[mpiwg-ft] [EXTERNAL] Re: FTWG Call Today
Teranishi, Keita
knteran at sandia.gov
Wed Mar 15 13:22:23 CDT 2017
Ignacio,
Does your technique creates replacement of main() (say main_reinit()) that makes a setjump() call inside? It’s interesting. Many scientific libraries make MPI_Init() call inside their initialization functions (such as PETSc_initialize() and BLACS_Init() ). I am not 100% sure how PETSC_Initialize() can return to the replacement of main(). Could you clarify the behavior of these functions maiking MPI_Init() call.
BTW (including SC14 version), Fenix_init() is a macro that is expanded to three function calls. So the user cannot call outside main() ☹.
Fenix_preinit();
Setjump();
Fenix_postinit();
For this reason, when using PETSc with Fenix, I have to expose fenix_init() to main(). I cannot put inside petsc_initialize(). After all, I ended up wroting petsc_reintialize() to modify the contents created by petsc_initialize(). If your approach works, I can put Fenix_init() and petsc_reinitalize_fenix() inside petsc_initialize(), making the code much cleaner.
Main()
{
petsc_initialize(); <= this is calling MPI_Init();
Fenix_init();
petsc_reinitialize_fenix();
:
:
:
}
Thanks,
Keita
On 3/15/17, 10:46 AM, "mpiwg-ft-bounces at lists.mpi-forum.org on behalf of Ignacio Laguna" <mpiwg-ft-bounces at lists.mpi-forum.org on behalf of lagunaperalt1 at llnl.gov> wrote:
Hey Aurelien,
Thanks! I understand the concern.
For gloabal-restart models like Reinit (and I believe that for the SC14
version of Fenix) this problem is solved by passing a reinit function
pointer to MPI, which it then calls after initialization (this function
is a replacement of main, and has the code that main originally
contained). Since this reinit function is kept in the stack (it never
returns), we can always long jump there.
I think the main problem is that we cannot long jump from a signal
handler, or more specifically it is undefined according to the C
language. We would need to find another mechanism for long jumping after
a signal handler is called as a result of a failure notification.
Ignacio
On 3/15/17 8:41 AM, Aurelien Bouteiller wrote:
>
> Hey Ignacio,
>
> Murali wanted to touch with you on that exact issue.

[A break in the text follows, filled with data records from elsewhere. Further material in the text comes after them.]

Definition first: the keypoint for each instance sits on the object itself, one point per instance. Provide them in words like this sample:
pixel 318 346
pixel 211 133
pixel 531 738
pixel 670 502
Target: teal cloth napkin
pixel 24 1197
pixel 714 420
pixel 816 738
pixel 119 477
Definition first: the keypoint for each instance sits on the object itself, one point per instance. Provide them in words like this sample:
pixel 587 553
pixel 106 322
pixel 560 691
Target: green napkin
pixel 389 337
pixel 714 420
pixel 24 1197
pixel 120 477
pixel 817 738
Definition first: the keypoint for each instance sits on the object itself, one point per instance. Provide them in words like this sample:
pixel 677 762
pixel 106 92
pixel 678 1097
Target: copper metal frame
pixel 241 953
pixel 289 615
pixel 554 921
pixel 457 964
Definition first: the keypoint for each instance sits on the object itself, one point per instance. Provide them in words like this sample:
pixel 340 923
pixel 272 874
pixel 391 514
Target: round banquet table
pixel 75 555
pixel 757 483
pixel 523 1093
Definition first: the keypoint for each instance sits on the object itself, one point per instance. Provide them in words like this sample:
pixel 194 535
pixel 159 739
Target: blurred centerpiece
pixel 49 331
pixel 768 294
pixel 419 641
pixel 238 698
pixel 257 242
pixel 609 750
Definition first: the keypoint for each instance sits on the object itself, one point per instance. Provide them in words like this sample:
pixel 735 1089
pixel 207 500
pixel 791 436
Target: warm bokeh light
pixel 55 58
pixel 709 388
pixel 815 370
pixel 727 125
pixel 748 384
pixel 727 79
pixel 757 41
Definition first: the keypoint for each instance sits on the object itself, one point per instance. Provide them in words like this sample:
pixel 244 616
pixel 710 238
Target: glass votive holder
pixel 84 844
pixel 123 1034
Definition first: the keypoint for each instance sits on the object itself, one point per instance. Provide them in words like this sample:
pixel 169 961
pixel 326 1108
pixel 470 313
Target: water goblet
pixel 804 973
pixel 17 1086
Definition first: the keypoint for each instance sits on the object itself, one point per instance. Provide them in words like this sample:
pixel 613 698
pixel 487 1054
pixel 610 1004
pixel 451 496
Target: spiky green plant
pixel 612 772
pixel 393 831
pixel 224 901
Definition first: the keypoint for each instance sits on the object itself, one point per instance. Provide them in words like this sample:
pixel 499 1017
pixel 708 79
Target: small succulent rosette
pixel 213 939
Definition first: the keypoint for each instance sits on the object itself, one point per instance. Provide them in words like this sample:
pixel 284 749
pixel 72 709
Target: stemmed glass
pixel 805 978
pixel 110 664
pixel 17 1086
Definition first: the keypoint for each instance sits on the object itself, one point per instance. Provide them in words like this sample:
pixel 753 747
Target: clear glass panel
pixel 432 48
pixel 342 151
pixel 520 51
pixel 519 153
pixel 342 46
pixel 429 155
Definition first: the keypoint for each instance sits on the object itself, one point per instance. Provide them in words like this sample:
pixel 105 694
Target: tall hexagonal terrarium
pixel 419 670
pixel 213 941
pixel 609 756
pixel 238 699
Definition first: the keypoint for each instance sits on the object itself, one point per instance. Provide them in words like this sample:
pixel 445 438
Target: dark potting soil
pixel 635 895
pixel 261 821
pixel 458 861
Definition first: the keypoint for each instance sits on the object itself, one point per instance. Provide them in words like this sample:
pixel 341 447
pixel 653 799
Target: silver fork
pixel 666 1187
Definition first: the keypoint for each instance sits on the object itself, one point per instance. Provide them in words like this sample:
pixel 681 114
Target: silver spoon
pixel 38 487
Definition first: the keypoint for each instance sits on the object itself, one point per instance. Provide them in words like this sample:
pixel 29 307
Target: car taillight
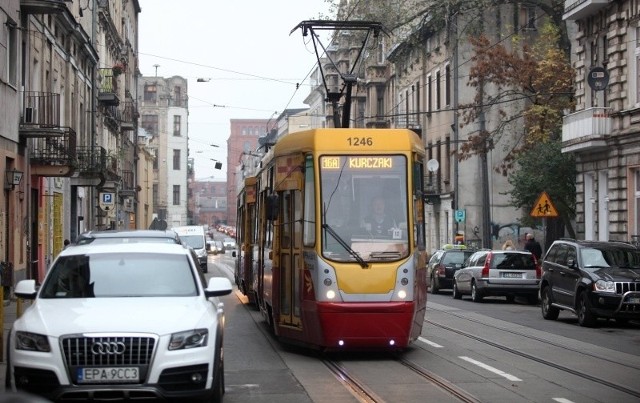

The bottom line is
> that a setjump must be in the same stack frame as the long jump, which
> means that you can jump only to a function in which you are nested in.
> In many cases that means you can’t “hide” set jumps points in the
> library, as they have to be called in the application function context
> (so that they remain in your frame).
>
> Best,
> Aurelien
>
>> On Mar 14, 2017, at 18:15, Ignacio Laguna <lagunaperalt1 at llnl.gov
>> <mailto:lagunaperalt1 at llnl.gov>> wrote:
>>
>> Thanks for sharing the minutes.
>>
>> In the "scoped reinit-like approaches", there is the point of "still
>> subject to the longjmp complication". Can folks comment on what is the
>> issue with respect to setjump/longjump in global-restart approaches,
>> such as Reinit and/or Fenix?
>>
>> Thanks!
>>
>> Ignacio
>>
>>
>> On 3/14/17 1:49 PM, Aurelien Bouteiller wrote:
>>> Minutes for the call have been posted here:
>>> https://github.com/mpiwg-ft/ft-issues/wiki/2017-03-14
>>>
>>>> On Mar 14, 2017, at 15:00, Aurelien Bouteiller <bouteill at icl.utk.edu
>>>> <mailto:bouteill at icl.utk.edu>
>>>> <mailto:bouteill at icl.utk.edu>> wrote:
>>>>
>>>> Hi there,
>>>>
>>>> Aurelien Bouteiller is inviting you to a scheduled Zoom meeting.
>>>>
>>>> Topic: MPI FT WG
>>>> Time: Mar 14, 2017 3:00 PM Eastern Time (US and Canada)
>>>>
>>>> Join from PC, Mac, Linux, iOS or
>>>> Android: https://tennessee.zoom.us/j/607816420?pwd=MuG6Nboy9%2Fo%3D
>>>> Password: beef
>>>>
>>>> Or iPhone one-tap (US Toll): +14086380968,607816420# or
>>>> +16465588656,607816420#
>>>>
>>>> Or Telephone:
>>>> Dial: +1 408 638 0968 (US Toll) or +1 646 558 8656 (US Toll)
>>>> Meeting ID: 607 816 420
>>>> International numbers
>>>> available: https://tennessee.zoom.us/zoomconference?m=fUOjmMyJwtMIeEsk8yo8CgLo3JR6yrTM
>>>>
>>>> Or an H.323/SIP room system:
>>>> H.323: 162.255.37.11 (US West) or 162.255.36.11 (US East)
>>>> Meeting ID: 607 816 420
>>>> Password: 463530
>>>>
>>>> SIP: 607816420 at zoomcrc.com
>>>> <mailto:607816420 at zoomcrc.com> <mailto:607816420 at zoomcrc.com>
>>>> Password: 463530
>>>>
>>>>
>>>>
>>>>> On Mar 14, 2017, at 10:54, Aurelien Bouteiller
>>>>> <bouteill at icl.utk.edu <mailto:bouteill at icl.utk.edu>
>>>>> <mailto:bouteill at icl.utk.edu>> wrote:
>>>>>
>>>>> Hi all,
>>>>>
>>>>> We have the FTWG call scheduled for today. I’d like to debrief the
>>>>> latest MPI forum activities, and continue the discussion on
>>>>> converging localized and globalized recovery.
>>>>>
>>>>> I attach here the slide I used during the WG time.
>>>>> <20170228-mpiforum-errwg.pptx>
>>>>>
>>>>> We may also want to decide the time for our future meeting based on
>>>>> the doodle poll initiated by Wesley a while back.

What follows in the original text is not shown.